Harriet graced our town for eight years. The abode was cross-corner to the church she went to, the British Methodist Episcopal Church at 92 Geneva Street in St. Catharines, Ontario. They built the church in 1855. The congregation is not too impressed that it was dubbed a world heritage site in 1999. I remember when I visited there that this designation was a deep burden: the congregation, and not the city that pushed for all this, were the ones with the fundraising burden for the cedar roofing and all other expensive retro maintenance requirements to meet the specifications of its heritage designation. I’m confident the British Methodist Episcopal Church would appreciate a donation. You can see the church when you click the following link:
My other familial connection is very special and close to my heart: one of my children married a descendant of two families from the above church who had been rescued by Harriet Tubman — intelligent, gentle, loving, kind. He had become a family friend long before my daughter said “I do.”
Yes, I am having trouble being stoic these days with the news: tears runneth over. Even COVID-19 makes a brief respite.
CBC Gem DOCS posted “The Skin I’m In” by journalist Desmond Cole.
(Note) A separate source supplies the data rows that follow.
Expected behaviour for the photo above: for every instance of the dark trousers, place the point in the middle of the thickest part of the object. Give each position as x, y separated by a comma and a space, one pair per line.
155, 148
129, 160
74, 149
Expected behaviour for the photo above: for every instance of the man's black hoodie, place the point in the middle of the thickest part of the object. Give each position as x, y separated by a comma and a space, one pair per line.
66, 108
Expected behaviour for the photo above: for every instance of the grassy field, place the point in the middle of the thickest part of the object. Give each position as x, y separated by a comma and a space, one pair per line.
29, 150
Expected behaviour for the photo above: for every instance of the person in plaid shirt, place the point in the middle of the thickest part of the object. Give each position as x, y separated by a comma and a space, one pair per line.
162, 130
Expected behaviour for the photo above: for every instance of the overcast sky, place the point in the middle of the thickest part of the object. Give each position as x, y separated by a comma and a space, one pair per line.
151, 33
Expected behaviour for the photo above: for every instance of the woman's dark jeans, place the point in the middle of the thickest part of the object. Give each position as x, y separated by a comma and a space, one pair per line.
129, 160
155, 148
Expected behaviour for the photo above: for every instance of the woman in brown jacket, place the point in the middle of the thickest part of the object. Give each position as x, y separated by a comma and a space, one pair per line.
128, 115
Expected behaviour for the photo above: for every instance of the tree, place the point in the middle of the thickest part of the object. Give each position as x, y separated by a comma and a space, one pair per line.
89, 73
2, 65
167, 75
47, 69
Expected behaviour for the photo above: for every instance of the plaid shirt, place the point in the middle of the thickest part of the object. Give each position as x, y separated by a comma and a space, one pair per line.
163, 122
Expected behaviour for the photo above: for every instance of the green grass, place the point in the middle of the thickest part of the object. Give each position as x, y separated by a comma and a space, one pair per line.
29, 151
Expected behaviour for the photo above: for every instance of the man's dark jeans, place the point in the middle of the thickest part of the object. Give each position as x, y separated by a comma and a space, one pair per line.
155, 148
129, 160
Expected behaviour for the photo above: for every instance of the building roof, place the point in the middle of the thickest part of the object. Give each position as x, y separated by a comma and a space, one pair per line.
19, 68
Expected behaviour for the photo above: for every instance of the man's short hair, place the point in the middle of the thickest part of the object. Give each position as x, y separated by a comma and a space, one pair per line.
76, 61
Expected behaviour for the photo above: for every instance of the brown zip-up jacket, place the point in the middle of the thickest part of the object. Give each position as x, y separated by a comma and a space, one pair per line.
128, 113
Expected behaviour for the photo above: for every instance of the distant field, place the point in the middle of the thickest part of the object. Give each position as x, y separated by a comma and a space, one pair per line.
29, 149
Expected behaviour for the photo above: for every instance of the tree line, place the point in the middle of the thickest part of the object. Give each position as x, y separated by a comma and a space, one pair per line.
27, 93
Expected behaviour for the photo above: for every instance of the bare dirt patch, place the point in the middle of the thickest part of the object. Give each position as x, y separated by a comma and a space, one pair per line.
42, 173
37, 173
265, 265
A few take-aways: white supremacy defends the policing culture of carding (social profiling); Walter Border mentioned that bitter laughter propels forward; the community needs to look after one another with “love work” connecting in real ways, not falling back on the police; professor Isaac Saney bemused observation of white people objections to the combining of passion and reason in the same space; only the chief of police can lay charges on a police officer, not the special investigations unit; and my favourite “justice sounds like oppression to the privileged.”
“Thousands of people rallied in Toronto last weekend, demanding an end to the killings of black people during interactions with police.” Michael Charles Cole/CBC
That photo link above is from CBC News, 03 June 2020 “Doug Ford’s comments on race ignore history of black trauma in Canada, writer says.” https://www.cbc.ca/news/canada/toronto/doug-ford-racism-kathleen-newman-bremang-canada-1.5596346
It is time that, in all instances, be kind, be calm, be safe–in that order.